Yes, SubsetFonts is the other plugin I was thinking of, but I didn't have the exact name off the top of my head.
Sure, any automatic process (or not subsetting at all) is easier than using FontForge. But as I see it, the entire point of subsetting fonts is to only include in the font those characters that are actually used from that font by the ebook.
For example, I don't use an embedded font for the body text—only for headings and (usually) the first 3 words of each chapter. The body of my book includes the word "café" but the headings and first 3 words do not. When I ran either SubsetFonts or ePUBOptimizer, the resulting subsetted version of the heading font included the character é. Which will never get used, among a few other extraneous characters. (I do appreciate that the ligatures were subsetted by ePUBOptimizer.)
ePUBOptimizer also subsetted & and #, which don't even appear in the body text—only in html entities.
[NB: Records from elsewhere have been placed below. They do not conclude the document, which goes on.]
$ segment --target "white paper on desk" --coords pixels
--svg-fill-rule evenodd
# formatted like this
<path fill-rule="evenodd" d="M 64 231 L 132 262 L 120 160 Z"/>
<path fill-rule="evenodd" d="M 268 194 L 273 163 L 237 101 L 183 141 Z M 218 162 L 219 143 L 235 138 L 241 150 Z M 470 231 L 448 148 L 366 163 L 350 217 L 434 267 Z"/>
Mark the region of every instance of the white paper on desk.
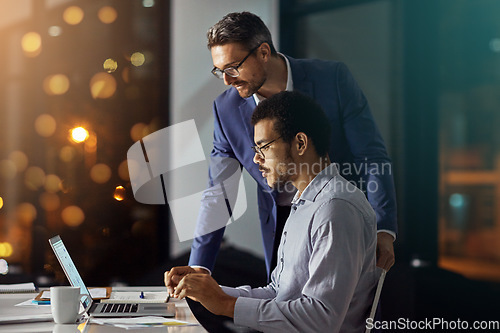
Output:
<path fill-rule="evenodd" d="M 91 321 L 94 324 L 113 325 L 127 330 L 165 326 L 199 326 L 199 324 L 193 324 L 187 321 L 154 316 L 136 318 L 91 318 Z"/>
<path fill-rule="evenodd" d="M 28 307 L 37 308 L 37 307 L 44 307 L 44 306 L 50 307 L 50 304 L 36 304 L 36 303 L 33 303 L 33 298 L 30 298 L 29 300 L 18 303 L 14 306 L 28 306 Z"/>
<path fill-rule="evenodd" d="M 89 288 L 89 292 L 92 298 L 106 297 L 106 288 Z M 50 290 L 43 291 L 41 298 L 50 299 Z"/>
The version of the manual process I used this time was:
1. Use Calibre to convert the ePub to HTMLZ
2. Unzip the file
3. Open the html in Word
4. Use Find Format to delete any text in the default body text font
5. Copy everything that's left into BBEdit
6. Add a line break after each character
7. Process duplicate lines, case sensitive, leaving one
8. Sort lines
9. Remove line breaks
10. Use the resulting list: (space),-.0123456789ABCDEFGHIJLMNOPRSTUVWYabcdefghiklmnoprs tuvwxyz®’“”
to determine which characters to keep in FontForge, plus (CR)fifl (which do get used in this book by readers that do ligatures automatically).
It would be possible to do all of that in a plugin—take each @font-face from the CSS, see which tags use that font-face, process only the text included in those tags in the ePub to find the unique characters. It would also be possible to do the ligature selection algorithmically, before the unique characters are found.
I've kludged some things together in python in the past, so maybe I could take a stab at adjusting SubsetFonts before the "# get rid of the tags" section, but someone who actually knows what they're doing could do it better and in a fraction of the time. I like a challenge, so maybe I'll take some Saturdays and try it anyway. I've never touched C#, so trying to alter ePUBOptimizer is beyond me.
|